Recent technical papers delivered at the Unconventional Resources Technology Conference reported that infill wells—“child wells”—could have ultimate recovery rates 20-40% lower than the parent wells nearby, he said.
To test if that shortfall could become common, Clarke searched the Wood Mackenzie North American well database to find parent and child pairs similarly completed. Those 20 Eagle Ford wells showed similar drop-offs in the second generation.
While the percentage of infill wells is not significant now, the child wells will have a large impact next decade.
“You are drilling wells with a EUR of X and we will be drilling really, really hard for the next 3-4 years. We will exhaust a lot of parent locations,” Clarke said. “We will keep drilling hard but we will be drilling into pressure-depleted areas and if all the EURs for those future child wells are 0.7 X (EUR), it will be very, very hard for the Permian to keep growing.”
While these observations will be factored in when Wood Mackenzie adjusts its production outlook this fall, it is not sending a clear signal that production will fall short of past targets. Clarke sees it as “an opportunity to highlight the need for continued innovation.”
“We are not saying it peaks and it is done” early next decade, but he added, “just because we are in a position of breaking even below $45/bbl does not mean we have won.”
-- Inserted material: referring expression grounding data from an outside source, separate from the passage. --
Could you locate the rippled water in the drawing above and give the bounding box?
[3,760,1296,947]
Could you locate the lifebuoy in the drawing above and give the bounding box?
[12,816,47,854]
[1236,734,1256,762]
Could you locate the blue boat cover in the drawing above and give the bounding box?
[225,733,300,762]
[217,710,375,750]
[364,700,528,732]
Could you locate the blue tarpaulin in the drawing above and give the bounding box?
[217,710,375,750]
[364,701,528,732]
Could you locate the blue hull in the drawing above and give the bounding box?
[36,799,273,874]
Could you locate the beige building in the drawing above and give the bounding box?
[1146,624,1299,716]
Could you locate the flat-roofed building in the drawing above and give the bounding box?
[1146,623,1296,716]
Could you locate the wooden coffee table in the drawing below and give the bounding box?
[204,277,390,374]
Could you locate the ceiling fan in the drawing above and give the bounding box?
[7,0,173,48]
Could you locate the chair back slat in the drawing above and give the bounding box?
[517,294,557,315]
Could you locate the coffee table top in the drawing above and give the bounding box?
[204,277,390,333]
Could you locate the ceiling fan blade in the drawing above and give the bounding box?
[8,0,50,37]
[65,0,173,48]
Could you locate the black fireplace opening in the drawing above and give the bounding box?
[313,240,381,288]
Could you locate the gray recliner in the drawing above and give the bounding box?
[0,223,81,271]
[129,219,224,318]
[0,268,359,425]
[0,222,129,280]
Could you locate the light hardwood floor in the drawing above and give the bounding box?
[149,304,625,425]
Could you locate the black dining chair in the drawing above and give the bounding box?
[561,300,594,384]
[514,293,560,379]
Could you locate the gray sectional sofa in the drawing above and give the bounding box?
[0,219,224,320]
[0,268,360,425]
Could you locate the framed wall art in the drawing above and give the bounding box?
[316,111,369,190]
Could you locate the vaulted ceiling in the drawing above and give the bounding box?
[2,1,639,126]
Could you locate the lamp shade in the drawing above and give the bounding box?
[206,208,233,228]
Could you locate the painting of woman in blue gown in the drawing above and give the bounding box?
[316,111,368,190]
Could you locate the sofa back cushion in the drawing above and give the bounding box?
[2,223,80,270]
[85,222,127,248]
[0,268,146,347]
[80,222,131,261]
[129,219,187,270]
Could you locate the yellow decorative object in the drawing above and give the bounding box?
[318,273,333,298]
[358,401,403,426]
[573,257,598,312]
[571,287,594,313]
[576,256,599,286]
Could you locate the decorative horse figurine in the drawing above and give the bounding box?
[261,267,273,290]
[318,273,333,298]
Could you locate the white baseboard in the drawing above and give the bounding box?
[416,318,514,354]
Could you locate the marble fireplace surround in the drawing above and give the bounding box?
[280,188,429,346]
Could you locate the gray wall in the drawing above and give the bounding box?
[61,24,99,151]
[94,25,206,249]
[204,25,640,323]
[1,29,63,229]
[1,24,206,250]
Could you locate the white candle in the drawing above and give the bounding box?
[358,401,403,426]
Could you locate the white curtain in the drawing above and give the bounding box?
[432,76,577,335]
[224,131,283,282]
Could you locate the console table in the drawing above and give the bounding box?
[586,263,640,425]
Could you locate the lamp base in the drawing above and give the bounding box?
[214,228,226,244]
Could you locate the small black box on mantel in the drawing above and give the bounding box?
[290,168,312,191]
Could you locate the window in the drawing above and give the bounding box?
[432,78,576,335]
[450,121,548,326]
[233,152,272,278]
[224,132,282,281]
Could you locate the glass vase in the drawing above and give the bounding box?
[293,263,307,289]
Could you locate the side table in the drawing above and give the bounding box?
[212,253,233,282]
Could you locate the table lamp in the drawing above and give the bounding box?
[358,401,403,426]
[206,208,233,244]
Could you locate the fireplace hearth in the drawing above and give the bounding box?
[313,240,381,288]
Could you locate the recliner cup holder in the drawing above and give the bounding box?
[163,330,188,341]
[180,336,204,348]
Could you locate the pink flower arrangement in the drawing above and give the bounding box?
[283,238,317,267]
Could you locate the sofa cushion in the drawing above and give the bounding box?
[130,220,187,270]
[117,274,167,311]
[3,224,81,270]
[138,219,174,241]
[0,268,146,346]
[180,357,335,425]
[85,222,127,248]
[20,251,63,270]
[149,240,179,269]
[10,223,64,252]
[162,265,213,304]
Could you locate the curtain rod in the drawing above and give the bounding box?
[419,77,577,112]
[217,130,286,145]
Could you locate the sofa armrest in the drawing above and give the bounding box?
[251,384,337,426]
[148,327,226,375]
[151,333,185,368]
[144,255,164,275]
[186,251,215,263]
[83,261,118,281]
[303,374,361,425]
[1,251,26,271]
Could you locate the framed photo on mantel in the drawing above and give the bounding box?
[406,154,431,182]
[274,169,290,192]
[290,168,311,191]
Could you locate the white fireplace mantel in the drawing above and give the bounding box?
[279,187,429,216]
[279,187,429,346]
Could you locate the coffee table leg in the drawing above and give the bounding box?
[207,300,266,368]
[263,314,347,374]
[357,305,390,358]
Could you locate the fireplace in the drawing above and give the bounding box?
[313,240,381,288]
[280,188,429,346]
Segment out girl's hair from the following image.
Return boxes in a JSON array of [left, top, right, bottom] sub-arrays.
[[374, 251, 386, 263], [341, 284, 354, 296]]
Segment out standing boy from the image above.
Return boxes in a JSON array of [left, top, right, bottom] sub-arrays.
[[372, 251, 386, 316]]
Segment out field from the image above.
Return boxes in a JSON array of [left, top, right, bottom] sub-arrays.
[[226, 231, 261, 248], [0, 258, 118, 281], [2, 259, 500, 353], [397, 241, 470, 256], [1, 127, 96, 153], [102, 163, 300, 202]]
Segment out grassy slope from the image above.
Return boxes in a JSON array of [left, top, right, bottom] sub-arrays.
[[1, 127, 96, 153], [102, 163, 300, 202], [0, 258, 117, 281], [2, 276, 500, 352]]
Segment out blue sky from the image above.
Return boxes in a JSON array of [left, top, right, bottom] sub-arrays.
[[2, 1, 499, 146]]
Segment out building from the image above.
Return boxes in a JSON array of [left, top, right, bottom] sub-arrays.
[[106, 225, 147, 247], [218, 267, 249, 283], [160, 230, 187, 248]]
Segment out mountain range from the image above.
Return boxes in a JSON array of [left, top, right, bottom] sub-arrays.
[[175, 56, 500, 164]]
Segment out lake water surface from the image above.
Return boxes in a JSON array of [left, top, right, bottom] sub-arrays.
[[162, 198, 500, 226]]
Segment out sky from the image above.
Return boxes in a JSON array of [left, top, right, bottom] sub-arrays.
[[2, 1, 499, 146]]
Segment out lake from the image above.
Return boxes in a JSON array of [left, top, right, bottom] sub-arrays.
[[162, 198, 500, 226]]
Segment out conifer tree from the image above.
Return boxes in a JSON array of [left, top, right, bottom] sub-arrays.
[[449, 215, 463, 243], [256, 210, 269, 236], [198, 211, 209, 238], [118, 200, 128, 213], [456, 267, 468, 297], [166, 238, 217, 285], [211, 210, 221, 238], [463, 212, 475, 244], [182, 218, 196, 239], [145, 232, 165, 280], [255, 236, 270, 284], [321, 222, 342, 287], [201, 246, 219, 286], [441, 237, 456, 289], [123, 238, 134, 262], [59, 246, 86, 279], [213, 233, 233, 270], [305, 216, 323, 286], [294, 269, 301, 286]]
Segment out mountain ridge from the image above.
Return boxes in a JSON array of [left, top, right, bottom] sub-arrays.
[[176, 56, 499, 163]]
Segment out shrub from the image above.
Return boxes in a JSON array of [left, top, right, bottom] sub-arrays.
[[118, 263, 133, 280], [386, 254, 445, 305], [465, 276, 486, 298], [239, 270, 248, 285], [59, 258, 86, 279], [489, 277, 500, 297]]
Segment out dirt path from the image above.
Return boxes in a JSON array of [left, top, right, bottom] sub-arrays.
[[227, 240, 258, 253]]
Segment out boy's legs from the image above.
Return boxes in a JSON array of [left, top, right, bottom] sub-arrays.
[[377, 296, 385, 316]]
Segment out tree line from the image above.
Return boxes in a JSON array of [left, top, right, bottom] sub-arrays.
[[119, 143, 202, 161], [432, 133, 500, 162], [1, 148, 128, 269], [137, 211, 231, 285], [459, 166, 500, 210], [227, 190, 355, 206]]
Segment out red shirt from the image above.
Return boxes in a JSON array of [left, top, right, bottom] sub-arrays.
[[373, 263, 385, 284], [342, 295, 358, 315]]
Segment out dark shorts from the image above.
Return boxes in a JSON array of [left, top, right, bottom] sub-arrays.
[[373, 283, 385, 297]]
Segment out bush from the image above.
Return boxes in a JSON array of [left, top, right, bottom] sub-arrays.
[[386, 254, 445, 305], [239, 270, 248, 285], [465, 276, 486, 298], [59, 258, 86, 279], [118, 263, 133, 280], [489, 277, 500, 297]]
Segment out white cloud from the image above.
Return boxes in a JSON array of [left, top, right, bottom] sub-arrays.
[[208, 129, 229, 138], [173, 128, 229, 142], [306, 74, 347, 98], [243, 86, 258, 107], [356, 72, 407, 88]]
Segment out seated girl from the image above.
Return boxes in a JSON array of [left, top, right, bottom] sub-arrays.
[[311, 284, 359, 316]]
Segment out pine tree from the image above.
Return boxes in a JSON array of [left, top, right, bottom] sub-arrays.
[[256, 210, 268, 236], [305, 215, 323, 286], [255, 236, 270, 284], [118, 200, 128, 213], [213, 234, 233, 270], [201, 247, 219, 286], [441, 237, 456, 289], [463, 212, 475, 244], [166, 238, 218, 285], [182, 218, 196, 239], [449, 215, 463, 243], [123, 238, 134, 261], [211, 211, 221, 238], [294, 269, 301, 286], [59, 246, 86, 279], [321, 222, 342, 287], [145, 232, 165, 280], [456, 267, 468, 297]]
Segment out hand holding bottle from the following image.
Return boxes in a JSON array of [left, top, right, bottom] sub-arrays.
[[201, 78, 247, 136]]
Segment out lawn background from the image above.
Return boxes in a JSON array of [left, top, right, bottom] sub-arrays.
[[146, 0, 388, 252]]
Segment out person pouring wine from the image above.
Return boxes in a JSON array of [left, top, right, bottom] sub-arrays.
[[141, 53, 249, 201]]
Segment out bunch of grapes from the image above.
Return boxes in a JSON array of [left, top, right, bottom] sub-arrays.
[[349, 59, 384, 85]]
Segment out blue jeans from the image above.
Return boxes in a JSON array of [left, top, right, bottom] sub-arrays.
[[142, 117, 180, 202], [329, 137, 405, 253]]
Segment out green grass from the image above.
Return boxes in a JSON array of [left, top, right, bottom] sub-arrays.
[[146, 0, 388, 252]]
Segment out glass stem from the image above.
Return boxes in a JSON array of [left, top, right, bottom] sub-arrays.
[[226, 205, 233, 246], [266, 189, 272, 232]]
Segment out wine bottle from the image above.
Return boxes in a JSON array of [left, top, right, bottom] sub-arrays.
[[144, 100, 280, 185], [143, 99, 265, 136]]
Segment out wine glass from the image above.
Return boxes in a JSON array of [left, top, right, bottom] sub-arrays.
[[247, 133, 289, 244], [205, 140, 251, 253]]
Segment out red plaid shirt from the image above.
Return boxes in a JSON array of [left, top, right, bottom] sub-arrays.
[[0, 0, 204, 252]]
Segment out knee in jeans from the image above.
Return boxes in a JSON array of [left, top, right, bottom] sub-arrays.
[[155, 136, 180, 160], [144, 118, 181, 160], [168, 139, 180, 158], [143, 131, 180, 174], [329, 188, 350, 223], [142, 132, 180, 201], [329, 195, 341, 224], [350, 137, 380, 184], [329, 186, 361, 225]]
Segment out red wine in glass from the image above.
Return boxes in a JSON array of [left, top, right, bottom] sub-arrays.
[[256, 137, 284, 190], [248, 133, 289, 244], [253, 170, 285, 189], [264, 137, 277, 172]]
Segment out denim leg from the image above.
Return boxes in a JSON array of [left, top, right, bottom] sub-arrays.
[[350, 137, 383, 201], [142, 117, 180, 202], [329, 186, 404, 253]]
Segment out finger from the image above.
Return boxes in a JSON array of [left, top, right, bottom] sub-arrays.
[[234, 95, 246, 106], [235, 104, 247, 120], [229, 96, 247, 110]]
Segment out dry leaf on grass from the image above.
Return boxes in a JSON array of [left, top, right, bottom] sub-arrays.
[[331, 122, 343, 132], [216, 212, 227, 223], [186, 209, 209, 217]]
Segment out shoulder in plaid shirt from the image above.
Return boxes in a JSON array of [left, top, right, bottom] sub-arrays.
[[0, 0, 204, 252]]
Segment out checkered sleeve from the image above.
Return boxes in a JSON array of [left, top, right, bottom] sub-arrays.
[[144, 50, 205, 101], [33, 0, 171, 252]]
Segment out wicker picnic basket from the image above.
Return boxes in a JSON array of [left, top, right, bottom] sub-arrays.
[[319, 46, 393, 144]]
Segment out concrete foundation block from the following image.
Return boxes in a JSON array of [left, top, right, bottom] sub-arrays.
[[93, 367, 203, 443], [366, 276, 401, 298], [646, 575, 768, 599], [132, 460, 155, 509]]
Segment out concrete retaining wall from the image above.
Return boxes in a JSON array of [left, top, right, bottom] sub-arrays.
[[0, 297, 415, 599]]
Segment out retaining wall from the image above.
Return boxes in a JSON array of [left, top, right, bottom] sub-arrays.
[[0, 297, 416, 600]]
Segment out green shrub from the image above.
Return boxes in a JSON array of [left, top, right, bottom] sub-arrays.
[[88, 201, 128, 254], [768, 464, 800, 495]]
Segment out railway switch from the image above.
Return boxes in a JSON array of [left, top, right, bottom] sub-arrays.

Adding wells that produce less in developed areas can still be profitable in spots where the cost of developing the field has already been paid, said R.T. Dukes, research director for Wood Mackenzie, who discussed the outlook with Clarke on the podcast. And the productivity loss per foot will be easy to miss because wells now are so much longer.
But the productivity issues related to pressure losses could be hard to work around, even if drilling shifts to higher or lower horizons.
“There is a lot of vertical communications between all the zones. That is why some shallower zones are so prolific, so highly pressured,” Clarke said, during a call while visiting Midland to learn more from operators. Some of the bigger operators have already made adjustments, with wider well spacing or by using new patterns for drilling and completing well pads, he said.
Clarke’s three scenarios ranged from 1 mm B/D less than Wood Mackenzie’s 5 mm B/D reference case for 2025, to more than a 500,000 B/D above it. The gap between the high and low estimates offered in the scenarios in the report is 1.5 mm b/d, which Clarke pointed out is “more than the Bakken has ever produced.”
Experience shows that the industry is capable of significant technical advances. For example, the average estimated ultimate recovery for wells in the Wolfcamp, a prime unconventional horizon in the Permian, doubled between 2013 and 2016 due to better reservoir models, targeting the best rock, and completions that were bigger and better executed.
Those solutions, though, depended on targeting the best rock, which is gassy with relatively high pressure. As that pressure drops, the gas drives production of liquids. Over time, the production and pressure goes down. In the future, a high percentage of the new wells could be 500 ft or less from these low-pressure zones.
While completions are designed to focus on evenly fracturing rock within a confined area, it is clearly hard to control the flow of the high-pressure streams injected during hydraulic fracturing. A recurring theme in the presentations are URTec was frac hits—fluid flowing from well to well during fracturing that can significantly reduce production, but not always.
Tight spacing increases the risk of hits, but the industry is not likely to stop doing it because there is an upside to fracturing nearby. To get a sense of where the industry is headed, Clarke will keep up on the technical papers.
“We follow the technical commentary from SPE and others because we think it gives us a notion of what will happen in the future,” he said, adding, “some things that occurred that were important with investors we can back up and say that was very important to geologists and engineers a year before.”